SAUVE QUI PEUT (GODARD)?

«Jean-Luc Godard est un sujet biographique redoutable», écrit Antoine de Baecque en introduction à la biographie qu’il consacra au cinéaste, en 2010. Un constat sans doute partagé par Michel Hazanavicius qui, contant Godard en mai 1968, titre son film Le Redoutable. Mais l’auteur malicieux des OSS 117 et de The Artist, joue avec les allusions. Il s’inspire des deux livres (Une année studieuse et Un an après) d’Anne Wiazemsky sur ses années Godard, qui raconte :  Le 29 mars, à Cherbourg, le gouvernement français avait inauguré un nouveau sous-marin baptisé Le Redoutable. Le journal Le Monde lui avait consacré une pleine page et l’article concluait : « Ainsi va la vie à bord du “Redoutable”. » Cette phrase avait beaucoup diverti Jean-Luc qui la réutilisait à tout propos. Redoutable encore était, pour un réalisateur de comédies dites «populaires», d’oser s’aventurer sur les terres d’un cinéma dit «d’auteur», en s’emparant de sa figure la plus emblématique. S’attaquer à la statue du commandeur Godard, c’est risquer l’accusation de blasphème et le procès en illégitimité. Ce qui n’a pas manqué, au festival de Cannes où le film a été présenté.

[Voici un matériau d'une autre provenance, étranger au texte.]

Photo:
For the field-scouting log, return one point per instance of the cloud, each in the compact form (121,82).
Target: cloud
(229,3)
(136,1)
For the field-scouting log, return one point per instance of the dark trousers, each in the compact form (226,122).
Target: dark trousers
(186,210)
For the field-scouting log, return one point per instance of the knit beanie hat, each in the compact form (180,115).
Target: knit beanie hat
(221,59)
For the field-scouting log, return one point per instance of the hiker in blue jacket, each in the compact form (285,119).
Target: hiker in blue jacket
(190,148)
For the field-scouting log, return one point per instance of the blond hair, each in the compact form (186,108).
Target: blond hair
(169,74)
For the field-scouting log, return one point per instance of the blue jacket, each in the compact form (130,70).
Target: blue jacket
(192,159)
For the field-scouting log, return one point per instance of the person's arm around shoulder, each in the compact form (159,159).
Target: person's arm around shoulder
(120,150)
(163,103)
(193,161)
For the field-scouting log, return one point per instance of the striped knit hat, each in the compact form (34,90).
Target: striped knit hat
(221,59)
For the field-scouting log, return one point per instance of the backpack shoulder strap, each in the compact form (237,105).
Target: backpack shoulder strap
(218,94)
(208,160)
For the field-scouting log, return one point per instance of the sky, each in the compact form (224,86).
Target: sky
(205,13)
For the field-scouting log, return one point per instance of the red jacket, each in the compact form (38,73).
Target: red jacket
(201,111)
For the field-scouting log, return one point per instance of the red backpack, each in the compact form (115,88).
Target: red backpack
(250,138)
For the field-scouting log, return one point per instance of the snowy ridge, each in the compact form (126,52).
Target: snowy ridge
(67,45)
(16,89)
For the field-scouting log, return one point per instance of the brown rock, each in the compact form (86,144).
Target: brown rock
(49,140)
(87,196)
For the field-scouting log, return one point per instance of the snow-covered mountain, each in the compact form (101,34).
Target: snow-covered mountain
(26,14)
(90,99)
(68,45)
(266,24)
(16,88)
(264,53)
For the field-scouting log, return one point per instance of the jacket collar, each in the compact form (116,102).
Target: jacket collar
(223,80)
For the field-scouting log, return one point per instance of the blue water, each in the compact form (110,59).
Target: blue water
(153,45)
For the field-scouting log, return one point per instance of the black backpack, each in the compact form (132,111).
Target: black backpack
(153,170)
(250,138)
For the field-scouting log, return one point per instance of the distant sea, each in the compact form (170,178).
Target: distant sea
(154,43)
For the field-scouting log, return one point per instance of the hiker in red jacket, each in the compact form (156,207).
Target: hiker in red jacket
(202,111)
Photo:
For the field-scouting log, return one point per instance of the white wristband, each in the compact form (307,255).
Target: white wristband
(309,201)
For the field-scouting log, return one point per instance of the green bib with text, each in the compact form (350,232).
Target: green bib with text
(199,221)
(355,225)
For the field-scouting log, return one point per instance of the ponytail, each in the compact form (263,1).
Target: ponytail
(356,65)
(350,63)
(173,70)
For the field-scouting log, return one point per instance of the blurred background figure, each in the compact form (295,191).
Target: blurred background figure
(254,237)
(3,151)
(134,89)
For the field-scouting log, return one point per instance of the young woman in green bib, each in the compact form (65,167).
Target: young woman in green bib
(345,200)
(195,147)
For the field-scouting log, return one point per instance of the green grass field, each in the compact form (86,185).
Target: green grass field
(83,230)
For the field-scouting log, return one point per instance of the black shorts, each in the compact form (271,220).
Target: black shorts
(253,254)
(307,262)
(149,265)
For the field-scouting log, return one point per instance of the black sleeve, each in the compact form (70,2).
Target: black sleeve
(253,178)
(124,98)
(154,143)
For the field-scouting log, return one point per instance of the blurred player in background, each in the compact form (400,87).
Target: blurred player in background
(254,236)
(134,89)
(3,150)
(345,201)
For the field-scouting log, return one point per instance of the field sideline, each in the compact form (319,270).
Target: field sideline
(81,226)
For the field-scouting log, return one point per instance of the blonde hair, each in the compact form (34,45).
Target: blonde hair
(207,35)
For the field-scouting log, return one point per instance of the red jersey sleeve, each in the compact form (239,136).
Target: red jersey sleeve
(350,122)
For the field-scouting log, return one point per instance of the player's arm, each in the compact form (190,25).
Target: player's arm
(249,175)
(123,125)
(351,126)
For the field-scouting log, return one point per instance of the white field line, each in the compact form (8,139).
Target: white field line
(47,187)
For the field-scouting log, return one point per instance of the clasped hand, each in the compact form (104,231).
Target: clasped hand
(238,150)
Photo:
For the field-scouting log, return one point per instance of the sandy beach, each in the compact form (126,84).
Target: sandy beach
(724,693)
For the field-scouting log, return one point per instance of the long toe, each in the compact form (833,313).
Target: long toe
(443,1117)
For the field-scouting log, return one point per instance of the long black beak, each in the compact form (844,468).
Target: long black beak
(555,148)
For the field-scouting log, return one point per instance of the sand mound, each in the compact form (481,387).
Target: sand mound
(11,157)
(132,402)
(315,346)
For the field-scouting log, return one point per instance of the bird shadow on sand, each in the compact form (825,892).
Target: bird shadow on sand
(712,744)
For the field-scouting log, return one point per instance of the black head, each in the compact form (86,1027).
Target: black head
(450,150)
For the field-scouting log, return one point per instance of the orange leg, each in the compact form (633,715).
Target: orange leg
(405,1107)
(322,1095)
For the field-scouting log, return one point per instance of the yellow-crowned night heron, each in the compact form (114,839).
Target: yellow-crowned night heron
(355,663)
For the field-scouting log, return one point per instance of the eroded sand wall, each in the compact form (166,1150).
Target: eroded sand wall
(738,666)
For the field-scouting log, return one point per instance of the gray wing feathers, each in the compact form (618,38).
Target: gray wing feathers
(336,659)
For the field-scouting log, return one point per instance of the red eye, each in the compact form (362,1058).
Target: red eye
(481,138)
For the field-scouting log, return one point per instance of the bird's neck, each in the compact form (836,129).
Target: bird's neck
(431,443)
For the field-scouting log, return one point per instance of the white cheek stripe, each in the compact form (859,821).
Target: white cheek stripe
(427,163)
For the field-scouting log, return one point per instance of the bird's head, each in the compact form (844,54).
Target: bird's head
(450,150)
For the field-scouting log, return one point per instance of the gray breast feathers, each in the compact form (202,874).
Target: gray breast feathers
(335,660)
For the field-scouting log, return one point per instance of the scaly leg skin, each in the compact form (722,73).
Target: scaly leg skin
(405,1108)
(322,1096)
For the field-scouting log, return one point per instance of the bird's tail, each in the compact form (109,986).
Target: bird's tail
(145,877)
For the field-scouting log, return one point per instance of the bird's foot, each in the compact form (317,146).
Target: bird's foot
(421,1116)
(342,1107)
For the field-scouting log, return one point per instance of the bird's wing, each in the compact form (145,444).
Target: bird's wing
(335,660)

Pourtant, si Le Redoutable n’est pas au sens strict un exercice d’admiration, il s’en approche. Beaucoup. Couleurs, cadrages, mouvements de caméra, chaque plan ou presque est un clin d’œil au cinéma du maître et, quand il ne l’est pas, il reste godardien en diable. Michel Hazanavicius, fin cinéphile et raffiné pasticheur, s’amuse avec les références sans jamais surligner. C’est l’un des plaisirs de cette comédie ludique et virevoltante, qui parle aussi d’amour, plonge dans les exaltations de mai 68 et dresse le portrait du cinéaste Godard qui questionne son art jusqu’à désavouer son propre cinéma. Le portrait, aussi, de l’homme Jean-Luc, avec ses certitudes et ses doutes, ses emportements, son égoïsme ordinaire, son intelligence aiguë et son humour désarmant. Agaçant, peut-être, mais émouvant aussi, il est, à l’écran, un éblouissant Louis Garrel, qui l’incarne avec un mimétisme subtilement distancié.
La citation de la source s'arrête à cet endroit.